Bir cinayet niçin işlenir?

YAYINLAMA: 07 Eylül 2016 / 20.00 | GÜNCELLEME: 07 Eylül 2016 / 20.00

Bilemiyorum, sizlerin hiç dikkatini çekti mi? Karadeniz'de çoğunlukla cinayet hangi aylarda işlenir? Gözlemlerimi/bildiklerimi yazayım: Karadeniz'de kış mevsiminde cinayet işlenmez. Çünkü, insanlar ya gurbettedir, ya da bölgede bulunanların çoğu yaşlı, dünya işlerinden elini ayağını çekmiş kişilerdir.
Bu bölgede cinayetler çoğunlukla yaz ve sonbaharda işlenir.
Karadeniz'de Ordu, Giresun ve Trabzon'da özellikle "fındık mevsimi"nde sınır anlaşmazlığından kaynaklanan cinayetler işlendiğine üzülerek tanık oluyoruz. Bir kaç gün var, yerel gazetelerimizde fındık toplama anlaşmazlığı sonucu cinayet işlendiğini okuduk.
Ölenler oldu, yaralananlar var.
Diyeceksiniz ki; Türkiye'de kadastro çalışmaları yapıldı ve herkes arazisinin sınırını biliyor.
Hayır... Öyle değil!
Evet kağıt üzerinde sınırlar belirlenmiş ama, bu çalışmaların kimilerinde tek yönlü çalışma yapılıp sınırlar saptandığından; çözüme kavuşamayan anlaşmazlıklar doğmuş sonunda...
Kadastrocu arkadaşlar alınmasınlar ama, aralarında kimi işini bilmezler yüzünden bugünkü cinayetler işleniyor.
Örnek mi?
Yaşadığım olayı anlatayım: ilçe merkezinde, kentin orta yerinde, etrafında kadastro çalışmaları bitmiş 12 dönümlük bir araziye hissedarım.
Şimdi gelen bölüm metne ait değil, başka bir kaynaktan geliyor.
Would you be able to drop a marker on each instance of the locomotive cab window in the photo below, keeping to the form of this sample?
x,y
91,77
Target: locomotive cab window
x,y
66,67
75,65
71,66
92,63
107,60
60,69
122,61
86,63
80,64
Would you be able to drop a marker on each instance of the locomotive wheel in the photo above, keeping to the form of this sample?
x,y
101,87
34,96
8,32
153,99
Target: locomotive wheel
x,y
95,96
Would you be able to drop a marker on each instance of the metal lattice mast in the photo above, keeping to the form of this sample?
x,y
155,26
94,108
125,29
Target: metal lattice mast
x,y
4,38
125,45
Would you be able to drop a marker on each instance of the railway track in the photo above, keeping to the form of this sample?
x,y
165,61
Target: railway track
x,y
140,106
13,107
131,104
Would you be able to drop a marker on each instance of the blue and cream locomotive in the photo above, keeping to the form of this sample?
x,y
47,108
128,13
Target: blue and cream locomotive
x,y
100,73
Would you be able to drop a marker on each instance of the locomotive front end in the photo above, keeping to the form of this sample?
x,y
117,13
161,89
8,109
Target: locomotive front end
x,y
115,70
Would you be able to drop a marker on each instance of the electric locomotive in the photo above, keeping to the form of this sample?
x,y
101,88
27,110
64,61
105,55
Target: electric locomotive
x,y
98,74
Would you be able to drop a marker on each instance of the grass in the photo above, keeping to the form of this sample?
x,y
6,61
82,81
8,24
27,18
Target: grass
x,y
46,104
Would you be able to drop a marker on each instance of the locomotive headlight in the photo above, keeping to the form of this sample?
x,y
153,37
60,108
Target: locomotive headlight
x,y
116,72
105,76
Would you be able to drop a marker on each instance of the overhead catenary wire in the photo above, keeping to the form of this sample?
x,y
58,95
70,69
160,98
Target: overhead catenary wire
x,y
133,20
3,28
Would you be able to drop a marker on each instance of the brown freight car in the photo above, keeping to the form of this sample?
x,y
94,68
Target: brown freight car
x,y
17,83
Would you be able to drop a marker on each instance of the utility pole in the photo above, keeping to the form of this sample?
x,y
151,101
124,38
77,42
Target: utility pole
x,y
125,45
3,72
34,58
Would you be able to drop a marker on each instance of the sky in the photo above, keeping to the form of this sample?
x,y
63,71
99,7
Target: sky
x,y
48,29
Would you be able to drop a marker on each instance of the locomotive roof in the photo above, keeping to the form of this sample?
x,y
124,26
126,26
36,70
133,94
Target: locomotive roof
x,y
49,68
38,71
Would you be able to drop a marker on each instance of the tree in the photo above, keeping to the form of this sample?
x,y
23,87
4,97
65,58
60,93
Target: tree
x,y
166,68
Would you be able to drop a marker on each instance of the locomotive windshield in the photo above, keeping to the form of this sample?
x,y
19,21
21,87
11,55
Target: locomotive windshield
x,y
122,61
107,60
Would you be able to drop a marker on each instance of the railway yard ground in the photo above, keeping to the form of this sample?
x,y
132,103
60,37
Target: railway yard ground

Kısa anlatıyorum. Bu arazinin bir bölümüne (hissedarım ya) 1980'lerde ev yaptım. Hakkımda dava açıldı. Mahkeme arazinin yüz ölçümünü yaparken evimin bulunduğu tapuyu değil, aynı miktar hissem olan bir başka topuyu alıp dava konusu yaptı, yüzölçümü artırımında bulundu. Tabii ki, avukatım aracılığıyla itiraz ettik, düzelttik. Yargıtay, davayı haklı bulduğunu, ancak dava konusu araziye gidilip keşif yapılmadığı, bilirkişilerin yaşlı olmadığı iddiasıyla yerel mahkemenin kararını bozdu. Oysa, keşif için araziye, kent merkezinde arsa kimliği kazanan gayrımenkule gidildiği, eski deyimle 1300 tevellütlü/doğumlu tanıkların dinlendiği mahkeme tutanaklarında ve kararda var.
Yeniden dava gördük. Kırk yıl oldu.
Bir dava kırk yılda bitmez mi? Diyoruz ki, bu dava görülemez, kadastro yapan elemanlar aynı alana ait bir tapuyu dikkate almadılar. Böyle bir durumun sorulmasını istiyoruz.
Uzun sözün özü: haklı, yüzde yüz haklı olduğum bir davada ve de Yargıtay'ın esasta haklı gördüğü, ancak keşif ve de yaşlı tanık dinlenmediği gerekçesiyle duruşmanın yinelenmesini istediği davada kırk yıldır derdimi anlatamayınca, bıraktım ısrarı...
Mahkeme aleyhime karar verdi.
Şimdi, size izninizle sormak istiyorum. Kent merkezinde, etrafındaki tüm arsaların kadastrosu yapıldığından komşularıyla bir anlaşmazlık konusu olmayan bir arazide/arsada tapu kayıtları hiç dikkate alınmadan bir önceki yalan beyanlar üzerinden kadastro çalışması yapan memura ne dersiniz?
Bitmedi... Bu çalışma sırasında arazi üzerindeki payınız/hisseniz 5/12 iken kadastro sonrası bu pay 2/12 olmasına ne dersiniz?
Ne diyeceksiniz? Oluyormuş böyle şeyler...
Xxx
Güzel ülkemde işler böyle yürüyor/yürütülüyor.
Kent merkezinde yüzde yüz haklı olduğum bir davada derdimi anlatamıyor, hakkımı alamıyorsam, başka nasıl bir yol bulmam lazım?
Bu soru benim... Benim duruma düşenlerin...
Sonuç ortada...
Doğu Karadeniz'de fındık hasat mevsiminde cinayetler işleniyorsa, bunda kadastro çalışmalarını ciddiye almayanların da günahı var.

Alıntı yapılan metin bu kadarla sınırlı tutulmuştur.